La lontananza dalla parrocchia che ha fondato (“Gesù di Nazareth”, a Verderocca nella periferia di Roma) diventa per don Andrea l’occasione per responsabilizzare ogni membro della comunità nella perseveranza al cammino di comunione ed evangelizzazione. Così nella lettera scritta dalla Turchia, durante un pellegrinaggio nelle terre del Medio Oriente (1993), egli ricorda di tenere saldo in mano e nel cuore il Vangelo ed esorta a mantenere un ampio respiro spirituale lontano da una visione burocratica della vita cristiana: «Siate l’unica cosa bella che vale la pena di essere: cristiani. Siatelo in tutto, siatelo insieme, aiutatevi a esserlo… Siate uniti tra voi, al nuovo parroco, al Vescovo…. Ogni occasione è buona per gettare un seme di Vangelo: fatelo. Anzi siate voi questo seme e fatevi buttare da lui dove vuole. Il nostro mondo, i nostri figli, la nostra generazione, la gente che ci sta intorno, la nostra Europa ha bisogno del Vangelo, anzi di Gesù: è lui il Vangelo prima ancora che la sua parola» (p. 83).
Il tormento
del pastore
Le ‘Lettere ai Superiori’(1958-2006) mostrano con tutta evidenza un giovane sacerdote che si interroga coraggiosamente, chiedendo aiuto per chiarire e rafforzare la vocazione a cui si sente chiamato. Al cardinale Poletti, il Vicario della diocesi di Roma che l’ha ordinato nel 1970, confida il suo affetto per il popolo insieme all’inquietudine su come incarnare un’autentica qualità di pastore tra la gente: «mi chiedo se debbo lasciarmi travolgere, se debbo correre con loro senza nessuna direzione o se invece debbo stare a riva facendo da richiamo per loro, gettando l’amo, una rete, tirandoli a riva per uscir fuori da una corsa senza senso. Mi chiedo se li amo perdendomi con loro o se invece salvarli salvando anche me stesso. Gesù ha detto che devo fare il pescatore di uomini. Il pescatore sta a riva o dentro una barca per tirarvi dentro i pesci. Io ho a volte la sensazione di non servire a niente perché sto dentro l’acqua travolto anch’io con la gente. E infine è la gente che perde me piuttosto che io salvare loro. E se si perde il pescatore i pesci sono perduti ancor più di prima. Cosa fare?» (p. 194 ss.). Tre anni dopo, nel 1989, sempre al card. Poletti, confida di trovarsi «stretto in un mondo che ha bisogno di organizzazione, di binari, di una struttura ferma e chiara, di un pastore che sia capo, manager e leader… Non voglio abbandonare il gregge ma servirlo in un modo diverso: dal di dentro, in un modo nascosto, occupando il cuore delle persone» (pp. 201-202).
Una finestra
sempre aperta
Tocca al nuovo Vicario di Roma, il cardinale Ruini, affrontare l’ormai forte insistenza con cui don Santoro dichiara la sua chiamata a servire come pastore nella chiesa di Turchia. Straordinaria e fondamentale la missiva del 23 agosto 1996, nella quale si dispiega la sua ferma visione dell’evangelizzazione globale: «Di una cosa mi rendo conto: esiste una finestra missionaria (il Medio Oriente e la realtà musulmana) molto importante ma poco conosciuta, poco apprezzata e appena socchiusa. Una terza finestra, accanto alla realtà africana e latino-americana. È una realtà complessa, dura, poco gratificante… una chiesa che è stata nostra madre e ora ha bisogno di sua figlia».

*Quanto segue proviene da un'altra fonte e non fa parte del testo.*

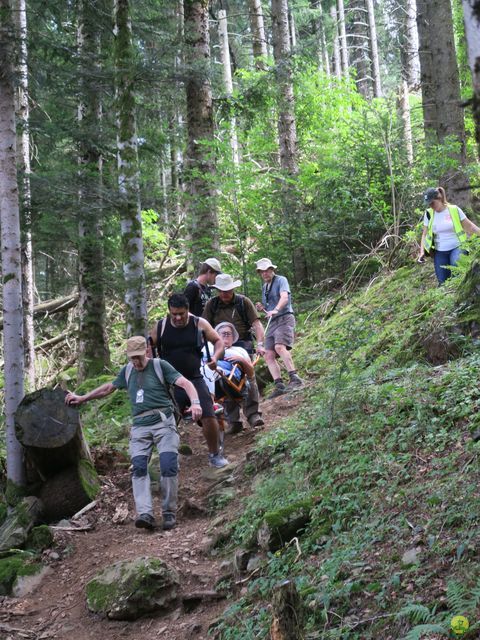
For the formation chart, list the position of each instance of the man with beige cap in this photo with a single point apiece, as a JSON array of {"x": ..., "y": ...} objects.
[
  {"x": 277, "y": 305},
  {"x": 239, "y": 310},
  {"x": 145, "y": 381},
  {"x": 198, "y": 291}
]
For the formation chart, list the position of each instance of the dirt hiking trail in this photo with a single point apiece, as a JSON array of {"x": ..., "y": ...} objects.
[{"x": 57, "y": 608}]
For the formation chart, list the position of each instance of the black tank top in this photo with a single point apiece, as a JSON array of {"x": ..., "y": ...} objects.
[{"x": 181, "y": 347}]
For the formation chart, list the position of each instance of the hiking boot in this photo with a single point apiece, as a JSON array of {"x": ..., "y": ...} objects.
[
  {"x": 218, "y": 409},
  {"x": 234, "y": 427},
  {"x": 280, "y": 390},
  {"x": 169, "y": 521},
  {"x": 145, "y": 521},
  {"x": 256, "y": 420},
  {"x": 295, "y": 381},
  {"x": 217, "y": 460}
]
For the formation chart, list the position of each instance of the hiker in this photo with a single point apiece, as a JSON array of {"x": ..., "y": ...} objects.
[
  {"x": 178, "y": 340},
  {"x": 229, "y": 306},
  {"x": 198, "y": 291},
  {"x": 233, "y": 395},
  {"x": 153, "y": 425},
  {"x": 279, "y": 339},
  {"x": 445, "y": 229}
]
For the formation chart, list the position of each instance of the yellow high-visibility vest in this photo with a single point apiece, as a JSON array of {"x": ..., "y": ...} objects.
[{"x": 428, "y": 243}]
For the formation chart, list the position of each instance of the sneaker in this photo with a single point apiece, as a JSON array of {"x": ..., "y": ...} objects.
[
  {"x": 145, "y": 521},
  {"x": 256, "y": 420},
  {"x": 234, "y": 427},
  {"x": 169, "y": 521},
  {"x": 295, "y": 381},
  {"x": 218, "y": 409},
  {"x": 217, "y": 460},
  {"x": 280, "y": 390}
]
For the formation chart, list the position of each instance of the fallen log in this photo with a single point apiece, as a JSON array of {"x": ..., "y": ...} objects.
[{"x": 57, "y": 454}]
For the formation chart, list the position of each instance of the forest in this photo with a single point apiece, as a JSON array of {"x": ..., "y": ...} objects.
[{"x": 138, "y": 139}]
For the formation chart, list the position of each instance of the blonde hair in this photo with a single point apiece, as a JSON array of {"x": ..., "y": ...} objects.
[{"x": 442, "y": 195}]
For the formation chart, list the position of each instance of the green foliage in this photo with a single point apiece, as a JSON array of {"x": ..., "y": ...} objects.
[{"x": 381, "y": 447}]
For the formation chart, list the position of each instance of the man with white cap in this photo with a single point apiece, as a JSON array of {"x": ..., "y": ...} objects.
[
  {"x": 233, "y": 307},
  {"x": 277, "y": 305},
  {"x": 154, "y": 424},
  {"x": 198, "y": 291}
]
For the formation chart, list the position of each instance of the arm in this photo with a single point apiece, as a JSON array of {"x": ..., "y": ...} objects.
[
  {"x": 100, "y": 392},
  {"x": 282, "y": 302},
  {"x": 245, "y": 364},
  {"x": 422, "y": 243},
  {"x": 257, "y": 326},
  {"x": 470, "y": 228},
  {"x": 192, "y": 394},
  {"x": 212, "y": 336}
]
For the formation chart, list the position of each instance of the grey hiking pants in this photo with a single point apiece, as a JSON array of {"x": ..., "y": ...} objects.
[
  {"x": 164, "y": 436},
  {"x": 249, "y": 404}
]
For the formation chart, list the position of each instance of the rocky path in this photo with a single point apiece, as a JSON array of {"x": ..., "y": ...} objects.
[{"x": 57, "y": 607}]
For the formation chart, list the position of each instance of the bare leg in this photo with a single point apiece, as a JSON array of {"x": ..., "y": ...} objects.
[{"x": 211, "y": 433}]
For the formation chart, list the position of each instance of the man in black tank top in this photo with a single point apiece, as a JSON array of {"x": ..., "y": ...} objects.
[{"x": 178, "y": 340}]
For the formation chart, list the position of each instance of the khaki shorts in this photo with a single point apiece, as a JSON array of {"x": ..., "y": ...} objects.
[{"x": 281, "y": 331}]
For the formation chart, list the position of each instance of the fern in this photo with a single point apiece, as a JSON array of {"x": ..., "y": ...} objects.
[
  {"x": 422, "y": 630},
  {"x": 458, "y": 597},
  {"x": 416, "y": 613}
]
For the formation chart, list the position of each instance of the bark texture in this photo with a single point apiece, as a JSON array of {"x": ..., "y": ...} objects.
[
  {"x": 200, "y": 163},
  {"x": 257, "y": 27},
  {"x": 128, "y": 179},
  {"x": 11, "y": 249},
  {"x": 23, "y": 159},
  {"x": 441, "y": 100},
  {"x": 94, "y": 354}
]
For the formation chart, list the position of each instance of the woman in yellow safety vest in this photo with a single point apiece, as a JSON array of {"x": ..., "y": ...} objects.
[{"x": 445, "y": 229}]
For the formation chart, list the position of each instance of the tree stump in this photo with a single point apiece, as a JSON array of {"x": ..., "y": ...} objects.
[
  {"x": 51, "y": 433},
  {"x": 287, "y": 613}
]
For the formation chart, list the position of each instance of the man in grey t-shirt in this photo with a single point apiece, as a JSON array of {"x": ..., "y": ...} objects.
[
  {"x": 279, "y": 339},
  {"x": 153, "y": 425}
]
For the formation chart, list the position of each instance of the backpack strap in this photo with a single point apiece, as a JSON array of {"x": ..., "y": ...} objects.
[{"x": 128, "y": 371}]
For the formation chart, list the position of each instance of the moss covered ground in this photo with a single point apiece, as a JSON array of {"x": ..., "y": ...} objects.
[{"x": 385, "y": 449}]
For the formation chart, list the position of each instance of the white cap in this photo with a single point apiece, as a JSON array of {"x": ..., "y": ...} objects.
[
  {"x": 265, "y": 263},
  {"x": 224, "y": 282},
  {"x": 214, "y": 264}
]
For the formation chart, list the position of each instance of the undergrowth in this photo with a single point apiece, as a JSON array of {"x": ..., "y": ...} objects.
[{"x": 383, "y": 447}]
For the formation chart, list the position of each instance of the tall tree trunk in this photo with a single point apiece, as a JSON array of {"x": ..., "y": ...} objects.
[
  {"x": 227, "y": 79},
  {"x": 343, "y": 36},
  {"x": 441, "y": 100},
  {"x": 200, "y": 164},
  {"x": 337, "y": 63},
  {"x": 319, "y": 29},
  {"x": 410, "y": 48},
  {"x": 257, "y": 27},
  {"x": 287, "y": 133},
  {"x": 128, "y": 179},
  {"x": 360, "y": 58},
  {"x": 372, "y": 27},
  {"x": 471, "y": 11},
  {"x": 23, "y": 154},
  {"x": 10, "y": 250},
  {"x": 404, "y": 107},
  {"x": 94, "y": 356}
]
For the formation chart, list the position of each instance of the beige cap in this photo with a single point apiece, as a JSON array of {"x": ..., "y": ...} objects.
[
  {"x": 265, "y": 263},
  {"x": 136, "y": 346},
  {"x": 214, "y": 264},
  {"x": 229, "y": 325},
  {"x": 224, "y": 282}
]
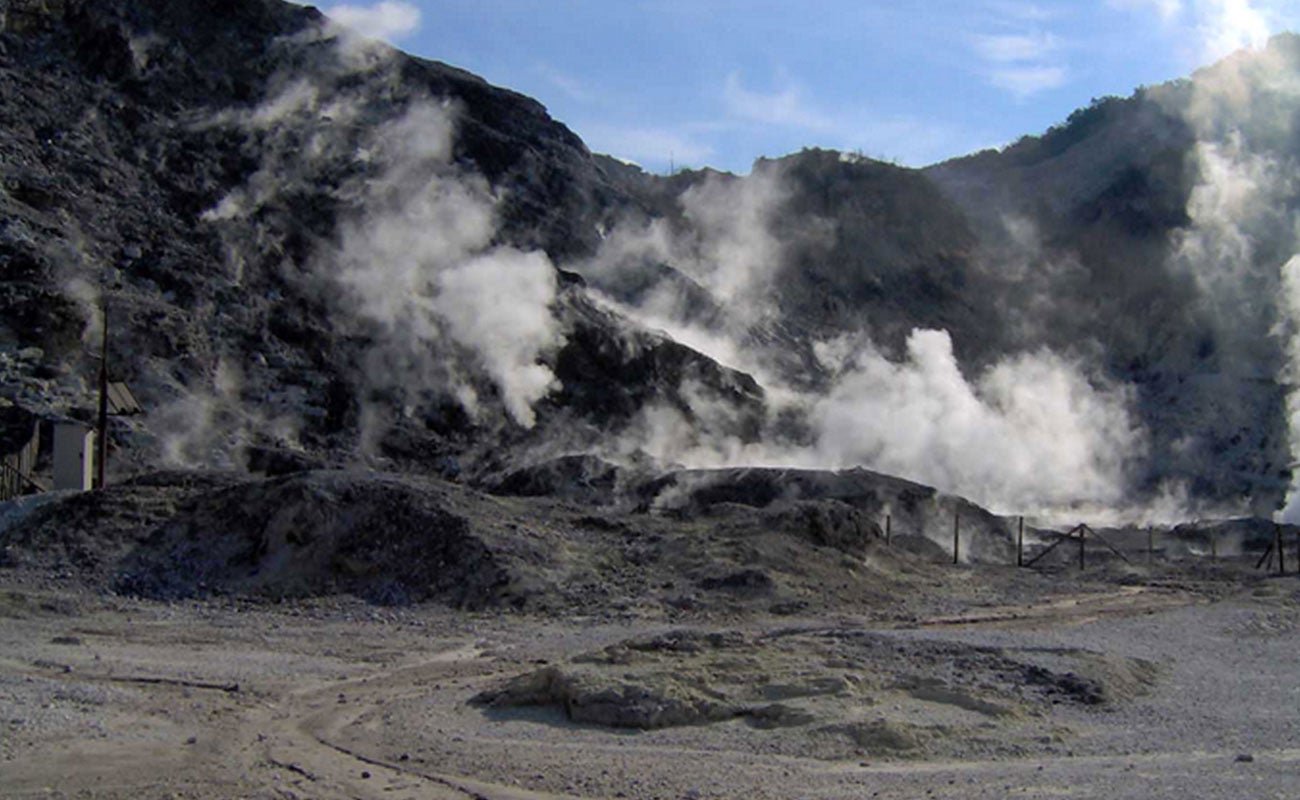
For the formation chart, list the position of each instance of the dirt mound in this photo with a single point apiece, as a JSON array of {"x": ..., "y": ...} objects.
[
  {"x": 844, "y": 509},
  {"x": 852, "y": 691},
  {"x": 380, "y": 537}
]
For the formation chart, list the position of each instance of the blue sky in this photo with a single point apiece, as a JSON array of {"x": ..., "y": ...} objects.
[{"x": 723, "y": 82}]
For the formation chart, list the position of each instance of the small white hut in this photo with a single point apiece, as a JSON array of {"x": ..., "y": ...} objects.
[{"x": 74, "y": 457}]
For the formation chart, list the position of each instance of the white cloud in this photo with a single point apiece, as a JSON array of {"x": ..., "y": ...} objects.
[
  {"x": 785, "y": 107},
  {"x": 648, "y": 145},
  {"x": 389, "y": 20},
  {"x": 570, "y": 86},
  {"x": 1230, "y": 25},
  {"x": 1025, "y": 82},
  {"x": 1025, "y": 61},
  {"x": 1017, "y": 47},
  {"x": 1216, "y": 27},
  {"x": 1168, "y": 9}
]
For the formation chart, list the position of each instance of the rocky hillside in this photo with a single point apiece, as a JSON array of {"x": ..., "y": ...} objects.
[{"x": 315, "y": 250}]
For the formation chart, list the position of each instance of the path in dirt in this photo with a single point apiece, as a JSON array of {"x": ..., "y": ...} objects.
[{"x": 137, "y": 700}]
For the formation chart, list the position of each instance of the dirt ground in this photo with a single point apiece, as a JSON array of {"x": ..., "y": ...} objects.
[{"x": 1080, "y": 687}]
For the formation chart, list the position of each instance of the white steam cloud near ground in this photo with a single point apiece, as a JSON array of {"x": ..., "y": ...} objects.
[
  {"x": 412, "y": 272},
  {"x": 1244, "y": 240},
  {"x": 1031, "y": 432},
  {"x": 441, "y": 303}
]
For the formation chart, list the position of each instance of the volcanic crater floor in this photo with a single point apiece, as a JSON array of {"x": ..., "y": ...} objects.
[{"x": 1086, "y": 686}]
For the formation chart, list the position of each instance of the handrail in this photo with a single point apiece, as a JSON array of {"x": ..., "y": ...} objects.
[{"x": 26, "y": 479}]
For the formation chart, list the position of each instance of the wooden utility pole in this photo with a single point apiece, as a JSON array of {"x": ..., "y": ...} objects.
[
  {"x": 957, "y": 536},
  {"x": 102, "y": 428}
]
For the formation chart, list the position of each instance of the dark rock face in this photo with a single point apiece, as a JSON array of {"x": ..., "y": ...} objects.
[{"x": 193, "y": 168}]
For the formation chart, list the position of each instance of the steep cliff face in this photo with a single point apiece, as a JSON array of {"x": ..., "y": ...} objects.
[
  {"x": 313, "y": 245},
  {"x": 211, "y": 173}
]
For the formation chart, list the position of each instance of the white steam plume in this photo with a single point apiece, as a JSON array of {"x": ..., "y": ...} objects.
[
  {"x": 440, "y": 308},
  {"x": 1028, "y": 433},
  {"x": 420, "y": 263}
]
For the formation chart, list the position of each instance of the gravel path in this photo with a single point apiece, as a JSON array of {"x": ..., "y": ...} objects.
[{"x": 349, "y": 701}]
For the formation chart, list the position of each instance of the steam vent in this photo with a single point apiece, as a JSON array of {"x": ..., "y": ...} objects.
[{"x": 364, "y": 432}]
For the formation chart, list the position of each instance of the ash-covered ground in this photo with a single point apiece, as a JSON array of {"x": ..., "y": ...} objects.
[{"x": 362, "y": 635}]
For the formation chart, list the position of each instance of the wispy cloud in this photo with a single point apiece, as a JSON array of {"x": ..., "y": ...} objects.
[
  {"x": 785, "y": 106},
  {"x": 1166, "y": 9},
  {"x": 1229, "y": 25},
  {"x": 649, "y": 146},
  {"x": 570, "y": 86},
  {"x": 1027, "y": 81},
  {"x": 1216, "y": 27},
  {"x": 1026, "y": 60},
  {"x": 1012, "y": 48},
  {"x": 389, "y": 20}
]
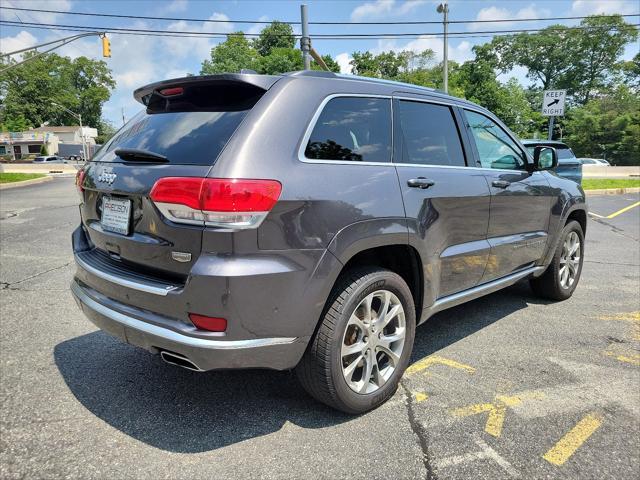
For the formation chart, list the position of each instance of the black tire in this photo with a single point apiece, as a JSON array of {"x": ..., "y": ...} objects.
[
  {"x": 320, "y": 370},
  {"x": 548, "y": 285}
]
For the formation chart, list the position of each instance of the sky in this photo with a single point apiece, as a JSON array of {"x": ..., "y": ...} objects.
[{"x": 138, "y": 60}]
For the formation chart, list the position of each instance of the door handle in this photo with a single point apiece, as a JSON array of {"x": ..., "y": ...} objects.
[
  {"x": 500, "y": 183},
  {"x": 420, "y": 182}
]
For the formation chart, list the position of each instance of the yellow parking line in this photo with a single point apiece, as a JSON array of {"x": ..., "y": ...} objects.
[
  {"x": 567, "y": 445},
  {"x": 425, "y": 363},
  {"x": 622, "y": 210}
]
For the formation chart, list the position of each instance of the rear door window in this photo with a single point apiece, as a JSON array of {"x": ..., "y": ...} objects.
[
  {"x": 429, "y": 134},
  {"x": 356, "y": 129},
  {"x": 495, "y": 147},
  {"x": 194, "y": 138}
]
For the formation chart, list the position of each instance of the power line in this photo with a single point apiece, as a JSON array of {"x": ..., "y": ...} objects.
[
  {"x": 337, "y": 36},
  {"x": 265, "y": 22}
]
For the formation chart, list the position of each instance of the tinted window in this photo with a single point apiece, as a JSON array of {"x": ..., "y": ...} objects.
[
  {"x": 183, "y": 137},
  {"x": 565, "y": 153},
  {"x": 430, "y": 136},
  {"x": 495, "y": 147},
  {"x": 354, "y": 129}
]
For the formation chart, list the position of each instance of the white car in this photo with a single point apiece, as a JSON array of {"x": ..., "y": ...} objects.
[{"x": 596, "y": 162}]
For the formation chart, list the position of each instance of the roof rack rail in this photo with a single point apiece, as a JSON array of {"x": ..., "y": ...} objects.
[{"x": 311, "y": 73}]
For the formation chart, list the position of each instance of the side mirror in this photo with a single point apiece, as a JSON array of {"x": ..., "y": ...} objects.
[{"x": 545, "y": 158}]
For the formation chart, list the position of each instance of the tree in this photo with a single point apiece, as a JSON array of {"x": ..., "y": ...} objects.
[
  {"x": 276, "y": 35},
  {"x": 329, "y": 61},
  {"x": 15, "y": 124},
  {"x": 30, "y": 90},
  {"x": 608, "y": 124},
  {"x": 231, "y": 56},
  {"x": 280, "y": 60}
]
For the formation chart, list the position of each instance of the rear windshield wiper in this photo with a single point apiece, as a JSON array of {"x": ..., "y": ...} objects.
[{"x": 137, "y": 155}]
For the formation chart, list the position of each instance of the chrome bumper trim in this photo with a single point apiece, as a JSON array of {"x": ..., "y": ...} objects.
[
  {"x": 171, "y": 335},
  {"x": 143, "y": 287}
]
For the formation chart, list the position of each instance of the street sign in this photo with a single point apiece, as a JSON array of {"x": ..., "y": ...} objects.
[{"x": 553, "y": 103}]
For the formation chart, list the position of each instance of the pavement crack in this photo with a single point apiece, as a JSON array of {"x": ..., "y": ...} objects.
[
  {"x": 10, "y": 286},
  {"x": 420, "y": 432}
]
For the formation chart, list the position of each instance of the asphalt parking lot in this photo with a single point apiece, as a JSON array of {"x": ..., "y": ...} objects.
[{"x": 505, "y": 386}]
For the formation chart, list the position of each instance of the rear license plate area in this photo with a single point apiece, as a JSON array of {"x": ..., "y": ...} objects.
[{"x": 116, "y": 214}]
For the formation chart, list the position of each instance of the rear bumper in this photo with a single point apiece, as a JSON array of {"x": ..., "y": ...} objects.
[{"x": 155, "y": 333}]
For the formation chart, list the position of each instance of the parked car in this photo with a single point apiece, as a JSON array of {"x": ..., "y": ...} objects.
[
  {"x": 49, "y": 159},
  {"x": 597, "y": 162},
  {"x": 568, "y": 165},
  {"x": 310, "y": 221}
]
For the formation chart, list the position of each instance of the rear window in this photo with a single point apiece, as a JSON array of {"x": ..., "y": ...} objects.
[
  {"x": 356, "y": 129},
  {"x": 194, "y": 138}
]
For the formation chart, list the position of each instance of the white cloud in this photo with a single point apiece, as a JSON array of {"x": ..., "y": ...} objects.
[
  {"x": 176, "y": 6},
  {"x": 19, "y": 41},
  {"x": 343, "y": 60},
  {"x": 499, "y": 13},
  {"x": 34, "y": 17},
  {"x": 583, "y": 7},
  {"x": 381, "y": 8}
]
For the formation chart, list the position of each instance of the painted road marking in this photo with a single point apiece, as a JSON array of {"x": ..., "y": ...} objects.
[
  {"x": 567, "y": 445},
  {"x": 496, "y": 410},
  {"x": 427, "y": 362},
  {"x": 619, "y": 212},
  {"x": 485, "y": 453}
]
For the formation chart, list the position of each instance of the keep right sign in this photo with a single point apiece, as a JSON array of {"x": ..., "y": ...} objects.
[{"x": 553, "y": 103}]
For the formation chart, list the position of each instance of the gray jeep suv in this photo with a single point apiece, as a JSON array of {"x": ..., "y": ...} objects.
[{"x": 311, "y": 221}]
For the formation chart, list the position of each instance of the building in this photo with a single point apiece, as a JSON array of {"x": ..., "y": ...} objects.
[{"x": 23, "y": 145}]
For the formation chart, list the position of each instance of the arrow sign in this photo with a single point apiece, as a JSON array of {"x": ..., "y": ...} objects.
[{"x": 553, "y": 103}]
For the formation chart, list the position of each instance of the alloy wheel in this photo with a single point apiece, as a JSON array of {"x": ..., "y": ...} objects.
[
  {"x": 570, "y": 260},
  {"x": 373, "y": 342}
]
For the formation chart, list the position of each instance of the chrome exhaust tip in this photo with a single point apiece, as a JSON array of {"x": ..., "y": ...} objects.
[{"x": 179, "y": 360}]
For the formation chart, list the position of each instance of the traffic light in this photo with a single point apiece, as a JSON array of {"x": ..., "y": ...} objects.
[{"x": 106, "y": 47}]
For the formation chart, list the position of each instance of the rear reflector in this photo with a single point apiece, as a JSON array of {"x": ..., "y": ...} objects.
[
  {"x": 213, "y": 324},
  {"x": 218, "y": 202},
  {"x": 79, "y": 181}
]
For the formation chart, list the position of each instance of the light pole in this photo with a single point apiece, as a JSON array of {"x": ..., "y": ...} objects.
[
  {"x": 444, "y": 9},
  {"x": 79, "y": 117}
]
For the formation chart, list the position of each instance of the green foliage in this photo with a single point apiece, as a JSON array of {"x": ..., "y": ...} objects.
[
  {"x": 607, "y": 125},
  {"x": 17, "y": 123},
  {"x": 280, "y": 60},
  {"x": 106, "y": 130},
  {"x": 30, "y": 90},
  {"x": 276, "y": 35},
  {"x": 231, "y": 56}
]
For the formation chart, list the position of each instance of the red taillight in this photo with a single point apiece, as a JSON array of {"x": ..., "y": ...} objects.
[
  {"x": 213, "y": 324},
  {"x": 170, "y": 92},
  {"x": 220, "y": 195},
  {"x": 79, "y": 181},
  {"x": 220, "y": 202}
]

Il prete romano, con lucidità, vede il mondo musulmano come una realtà non cristiana che attende un’evangelizzazione inedita, «legata soprattutto alla presenza, alla testimonianza, alla preghiera, allo studio spirituale, alla carità umile e quotidiana, ai rapporti di ospitalità, di accoglienza, di fraternità, alla parola discreta ma chiara e forte». La sua richiesta al cardinale è precisa: «Io vengo a chiederle di prendere in seria considerazione questa possibilità, questa finestra missionaria della chiesa di Roma, tanto più che proprio Antiochia (oggi in Turchia) fu la prima cattedra di Pietro… C’è una chiesa che soffre ed è povera in ogni senso; c’è un mondo musulmano enorme, complesso e anche, in tante sue pieghe, assetato di Cristo…Io ho conosciuto questo mondo da 15 anni a questa parte, soprattutto nei miei due periodi di lunga permanenza: L’ho scoperto non per mia iniziativa, ma per circostanze volute dal Signore. Sono disposto ad aprire questa finestra, ad aiutare la mia chiesa di Roma a guardare dentro questa finestra e, se Dio vuole, ad approdare in questa terra con la propria carità missionaria» (pp. 221-223).
Il 4 settembre dell’anno 2000 don Andrea scrive a papa Giovanni Paolo II di essere in procinto di partire per Urfa (Edessa)-Charran, patria di Abramo. Con cuore felice gli confida di andare «per accendere, se il Signore vorrà, un piccolissimo lume e gettare un piccolissimo granello di sale» (p. 240). E nella piccolezza evangelizza fino alla fine in una zona del Mar Nero che è un incrocio di popoli: la sera prima di essere ucciso scrive a Valdo Bertalot, segretario generale della Società biblica in Italia, chiedendo Bibbie tradotte per “pecorelle di ogni dove”: «cerco di parlare la lingua di ognuno, anzi di dare la possibilità a Dio di parlare a ognuno con la propria lingua, in mancanza di una chiara e manifesta pentecoste!» (p. 369). In questo modo ha testimoniato fino in fondo il suo anelito di “lasciarsi usare continuamente come una porta”:«Non esiste amicizia se non è sostenersi nello sforzo di passare oltre, farsi coraggio nel mettere un piede al di là di certe soglie, di mille soglie, raggiungere insieme nuove stanze, nuovi mondi, nuove mete sostenendo insieme lo sforzo del terrore della morte insita nel gettarsi oltre una porta. L’amicizia significa sentirsi comunicanti e legati da vincoli, attraverso questa porta… Da sé soli non si può comunicare, andare all’altro e far venire: occorre una porta: ed è Cristo» (dal Diario 1977-78, Fonte Colombo 13/10/77).